O crescimento anual previsto pela Statista para este segmento é de 6,9% ao ano até 2026. Este volume de vendas equivale a um consumo médio de 62,6 litros por pessoa em todo o mundo. Porém, se nos focarmos apenas na Europa, e segundo dados relativos da Statista, mas relativos a 2019, o consumo médio de água engarrafada no Velho Continente é de 118 litros por pessoa – quase o dobro da média mundial – sendo que a Itália é o maior consumidor, com 200 litros per capita, seguida da Alemanha com 168 litros, e Portugal, que surge em terceiro lugar, com 140 litros consumidos por cada português.
Este crescimento no consumo de água engarrafada pode ser explicado por várias razões, nomeadamente por factores subjectivos como a percepção de maior segurança, a falta de confiança na qualidade da água da rede pública, o sabor, o odor, e muito em parte, pelo marketing das empresas que produzem e comercializam este produto. Ainda não há muitas décadas a água era vista apenas como um bem essencial, uma commodity sem marca, e hoje tornou-se quase um produto de culto nos países mais ricos. As garrafas de água comercializadas um pouco por todo o mundo tornaram-se mais fashion, mais atrativas, mais sexy até, aos olhos do consumidor.

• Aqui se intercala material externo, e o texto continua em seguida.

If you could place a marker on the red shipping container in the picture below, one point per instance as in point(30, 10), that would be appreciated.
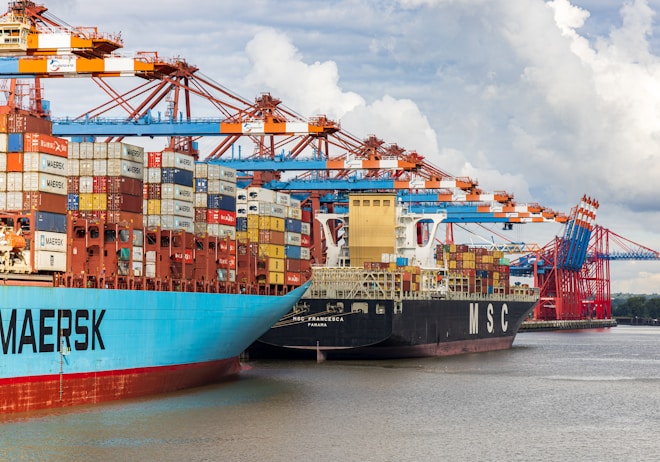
point(73, 184)
point(45, 202)
point(153, 191)
point(293, 265)
point(154, 159)
point(46, 144)
point(23, 123)
point(100, 184)
point(222, 247)
point(221, 217)
point(292, 279)
point(227, 262)
point(124, 185)
point(181, 256)
point(15, 162)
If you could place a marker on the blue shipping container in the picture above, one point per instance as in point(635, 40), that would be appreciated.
point(221, 202)
point(241, 223)
point(292, 225)
point(15, 142)
point(52, 222)
point(177, 176)
point(201, 185)
point(72, 201)
point(292, 251)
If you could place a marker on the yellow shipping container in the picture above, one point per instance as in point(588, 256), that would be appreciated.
point(100, 201)
point(276, 264)
point(153, 207)
point(275, 278)
point(253, 222)
point(271, 250)
point(86, 201)
point(253, 233)
point(271, 223)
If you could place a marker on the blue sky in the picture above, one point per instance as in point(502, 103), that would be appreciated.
point(548, 100)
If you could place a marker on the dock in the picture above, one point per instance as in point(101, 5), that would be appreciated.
point(576, 324)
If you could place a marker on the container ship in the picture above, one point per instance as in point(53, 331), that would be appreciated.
point(125, 273)
point(389, 290)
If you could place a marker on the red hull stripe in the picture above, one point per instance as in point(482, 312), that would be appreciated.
point(23, 394)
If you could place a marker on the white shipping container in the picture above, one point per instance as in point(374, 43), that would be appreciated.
point(154, 175)
point(201, 200)
point(100, 150)
point(100, 167)
point(86, 167)
point(133, 170)
point(46, 163)
point(137, 268)
point(153, 221)
point(73, 167)
point(86, 150)
point(213, 172)
point(292, 238)
point(261, 194)
point(200, 228)
point(150, 270)
point(201, 170)
point(294, 212)
point(175, 191)
point(86, 184)
point(15, 200)
point(14, 181)
point(52, 242)
point(173, 159)
point(44, 182)
point(45, 260)
point(177, 222)
point(241, 195)
point(283, 198)
point(176, 207)
point(221, 230)
point(73, 150)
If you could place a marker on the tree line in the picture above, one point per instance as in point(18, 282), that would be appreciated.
point(636, 306)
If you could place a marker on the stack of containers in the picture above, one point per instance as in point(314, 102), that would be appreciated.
point(33, 168)
point(169, 191)
point(215, 200)
point(273, 220)
point(105, 181)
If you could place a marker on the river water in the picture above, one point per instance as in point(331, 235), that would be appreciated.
point(556, 396)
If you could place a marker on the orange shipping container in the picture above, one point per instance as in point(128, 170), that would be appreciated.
point(15, 162)
point(47, 144)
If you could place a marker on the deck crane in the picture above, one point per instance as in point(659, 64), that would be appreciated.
point(573, 271)
point(162, 106)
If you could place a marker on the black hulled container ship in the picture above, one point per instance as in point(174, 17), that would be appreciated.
point(420, 298)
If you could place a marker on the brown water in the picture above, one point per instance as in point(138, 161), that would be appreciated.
point(573, 396)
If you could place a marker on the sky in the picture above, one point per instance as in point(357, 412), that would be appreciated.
point(547, 100)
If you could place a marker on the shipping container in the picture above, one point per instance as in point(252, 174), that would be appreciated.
point(45, 260)
point(43, 143)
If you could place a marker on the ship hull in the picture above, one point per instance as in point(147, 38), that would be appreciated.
point(379, 329)
point(66, 346)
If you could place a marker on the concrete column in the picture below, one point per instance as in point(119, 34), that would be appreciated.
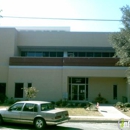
point(128, 92)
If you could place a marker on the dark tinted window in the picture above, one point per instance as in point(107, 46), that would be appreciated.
point(18, 90)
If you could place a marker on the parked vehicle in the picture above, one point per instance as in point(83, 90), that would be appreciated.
point(37, 113)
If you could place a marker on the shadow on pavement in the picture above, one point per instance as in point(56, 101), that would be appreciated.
point(10, 126)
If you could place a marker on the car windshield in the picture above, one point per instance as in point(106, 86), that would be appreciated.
point(47, 106)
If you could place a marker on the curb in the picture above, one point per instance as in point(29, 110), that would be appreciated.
point(95, 120)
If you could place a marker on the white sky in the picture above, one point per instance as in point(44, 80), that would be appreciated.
point(79, 9)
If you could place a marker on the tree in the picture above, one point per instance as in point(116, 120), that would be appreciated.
point(0, 11)
point(30, 92)
point(121, 40)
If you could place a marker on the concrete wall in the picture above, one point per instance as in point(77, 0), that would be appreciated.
point(52, 82)
point(70, 39)
point(47, 80)
point(7, 49)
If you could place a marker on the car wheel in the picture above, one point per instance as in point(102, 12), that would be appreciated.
point(1, 120)
point(39, 123)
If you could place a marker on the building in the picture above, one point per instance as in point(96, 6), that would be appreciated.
point(60, 64)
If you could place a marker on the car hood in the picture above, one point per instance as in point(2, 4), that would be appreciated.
point(55, 111)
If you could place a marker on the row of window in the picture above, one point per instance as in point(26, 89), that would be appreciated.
point(90, 54)
point(69, 54)
point(42, 54)
point(77, 89)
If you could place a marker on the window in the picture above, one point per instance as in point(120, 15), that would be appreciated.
point(38, 54)
point(18, 90)
point(89, 54)
point(59, 54)
point(16, 107)
point(31, 54)
point(45, 54)
point(81, 54)
point(114, 91)
point(97, 54)
point(29, 85)
point(30, 107)
point(105, 54)
point(70, 54)
point(3, 88)
point(52, 54)
point(23, 53)
point(47, 106)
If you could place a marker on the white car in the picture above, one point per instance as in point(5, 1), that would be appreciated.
point(38, 113)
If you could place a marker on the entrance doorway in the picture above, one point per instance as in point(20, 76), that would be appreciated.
point(78, 92)
point(78, 89)
point(3, 88)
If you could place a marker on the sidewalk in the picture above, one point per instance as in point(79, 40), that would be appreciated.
point(110, 114)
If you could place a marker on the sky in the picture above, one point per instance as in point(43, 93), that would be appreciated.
point(84, 11)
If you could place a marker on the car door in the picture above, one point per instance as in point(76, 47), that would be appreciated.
point(29, 112)
point(13, 113)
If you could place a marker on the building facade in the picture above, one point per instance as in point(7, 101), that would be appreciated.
point(77, 66)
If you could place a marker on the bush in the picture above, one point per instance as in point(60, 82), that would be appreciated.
point(127, 104)
point(119, 104)
point(100, 99)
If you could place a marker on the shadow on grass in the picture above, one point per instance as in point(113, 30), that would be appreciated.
point(12, 126)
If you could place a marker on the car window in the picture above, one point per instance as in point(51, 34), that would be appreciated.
point(47, 106)
point(30, 107)
point(16, 107)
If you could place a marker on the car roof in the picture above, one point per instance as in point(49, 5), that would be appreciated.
point(36, 102)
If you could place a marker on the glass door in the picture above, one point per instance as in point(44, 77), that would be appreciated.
point(78, 92)
point(74, 94)
point(81, 92)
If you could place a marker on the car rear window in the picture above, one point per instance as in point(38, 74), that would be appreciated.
point(47, 106)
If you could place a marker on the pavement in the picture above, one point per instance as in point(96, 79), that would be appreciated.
point(110, 114)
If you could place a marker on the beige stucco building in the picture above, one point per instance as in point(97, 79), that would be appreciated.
point(60, 64)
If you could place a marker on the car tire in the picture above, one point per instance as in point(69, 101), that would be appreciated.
point(39, 123)
point(1, 120)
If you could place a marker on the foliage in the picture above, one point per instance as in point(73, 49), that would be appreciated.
point(121, 40)
point(30, 92)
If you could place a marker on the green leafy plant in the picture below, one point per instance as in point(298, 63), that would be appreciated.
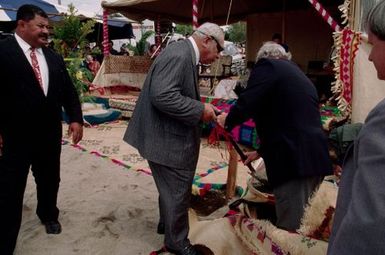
point(237, 32)
point(70, 34)
point(141, 46)
point(81, 77)
point(69, 37)
point(183, 29)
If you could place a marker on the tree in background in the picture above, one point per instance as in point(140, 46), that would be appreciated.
point(69, 38)
point(236, 32)
point(141, 46)
point(70, 34)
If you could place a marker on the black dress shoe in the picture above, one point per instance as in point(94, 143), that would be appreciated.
point(189, 250)
point(52, 227)
point(160, 230)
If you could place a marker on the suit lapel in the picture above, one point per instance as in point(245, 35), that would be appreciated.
point(25, 72)
point(194, 68)
point(50, 63)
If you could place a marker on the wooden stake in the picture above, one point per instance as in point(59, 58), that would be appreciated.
point(232, 174)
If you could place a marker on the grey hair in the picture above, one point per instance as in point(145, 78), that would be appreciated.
point(271, 49)
point(375, 20)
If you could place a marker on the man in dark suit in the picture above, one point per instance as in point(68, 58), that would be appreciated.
point(283, 103)
point(165, 127)
point(359, 220)
point(34, 87)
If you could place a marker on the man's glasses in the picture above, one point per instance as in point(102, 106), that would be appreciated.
point(219, 47)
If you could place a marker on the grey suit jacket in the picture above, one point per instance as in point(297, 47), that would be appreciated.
point(359, 221)
point(165, 123)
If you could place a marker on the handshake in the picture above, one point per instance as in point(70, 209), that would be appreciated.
point(211, 113)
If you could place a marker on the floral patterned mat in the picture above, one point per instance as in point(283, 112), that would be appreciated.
point(106, 140)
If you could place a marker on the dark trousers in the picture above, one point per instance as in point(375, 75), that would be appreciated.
point(291, 199)
point(174, 187)
point(14, 168)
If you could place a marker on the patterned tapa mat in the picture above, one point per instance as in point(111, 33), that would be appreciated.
point(106, 140)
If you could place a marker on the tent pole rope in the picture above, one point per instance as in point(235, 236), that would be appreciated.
point(228, 12)
point(106, 45)
point(217, 65)
point(195, 14)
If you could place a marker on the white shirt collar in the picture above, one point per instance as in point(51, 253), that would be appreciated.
point(196, 50)
point(24, 45)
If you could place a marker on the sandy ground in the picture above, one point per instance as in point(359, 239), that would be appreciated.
point(104, 208)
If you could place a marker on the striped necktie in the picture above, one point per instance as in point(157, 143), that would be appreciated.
point(35, 67)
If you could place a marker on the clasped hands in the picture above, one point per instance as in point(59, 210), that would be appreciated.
point(215, 114)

Os marketeers transformaram as águas mais puras em produtos estrela, enaltecendo as inúmeras vantagens para a saúde de quem as bebe. Argumentos organoléticos, como o sabor, a cor, o cheiro, e benefícios como a alcalinidade ou a pureza, livre de desinfetantes e outros químicos usados na rede de abastecimento público, são suficientes para convencer as famílias a optar pelas grandes marcas, havendo preços distintos para todos os bolsos. Os maiores players mundiais deste jogo são a Nestlé, dona de marcas como a San Pellegrino e a Vittel, a Danone, com a Volvic e Evian, e a Coca-Cola com a Bonaqua e a Apolinaris.
Algumas insígnias são vendidas a preços elevados devido à sua raridade, à dificuldade de captação e pela sua natureza exótica, mas outras são comercializadas a preços astronómicos apenas porque, num golpe de marketing, foram transformadas em peças de luxo, destinadas exclusivamente às classes de topo.
A água engarrafada mais cara do mundo, por exemplo, consiste numa mistura de água das Ilhas Fidji, água mineral francesa e água glaciar da Finlândia e é vendida numa garrafa em ouro, esculpida em homenagem ao artista plástico Modigliani, custando cerca de 55 mil euros. Também a japonesa Kona Nigari Water, atinge os 350 euros por garrafa de 750 mililitros e a Fillico Jewel, igualmente nipónica, custa perto 200 euros. Quem as adquire, não compra água, compra status. A lista de águas de luxo é grande, mas a das águas premium – mais caras do que o habitual, mas acessíveis a grande parte dos consumidores – é ainda maior. Quem não conhece a famosa água Evian – talvez a primeira a lançar a moda das marcas topo de gama -, com origem nos alpes franceses ou a água Voss, captada na Noruega, da qual afirmam ser a água mineral mais pura do mundo, e que, em Portugal, atinge quase os 10 euros por litro.
Será que beber água alcalina traz mesmo vantagens para a saúde?
Os estudos não comprovam esta teoria, e há mesmo especialistas que dizem ser apenas um mito.
Generalizou-se um pouco por todo o mundo que consumir água alcalina (com PH superior a 7, abaixo de deste valor é considerada ácida) traz enormes benefícios para a saúde, pois reduz a acidez do sangue, retardando, por exemplo, o envelhecimento, reduzindo a inflamação generalizada do corpo, entre outras vantagens. A indústria também aproveita esta questão para promover as qualidades das suas águas minerais, em função da alcalinidade. Porém, não parece haver evidência do lado da ciência de que esse consumo tenha uma correlação directa.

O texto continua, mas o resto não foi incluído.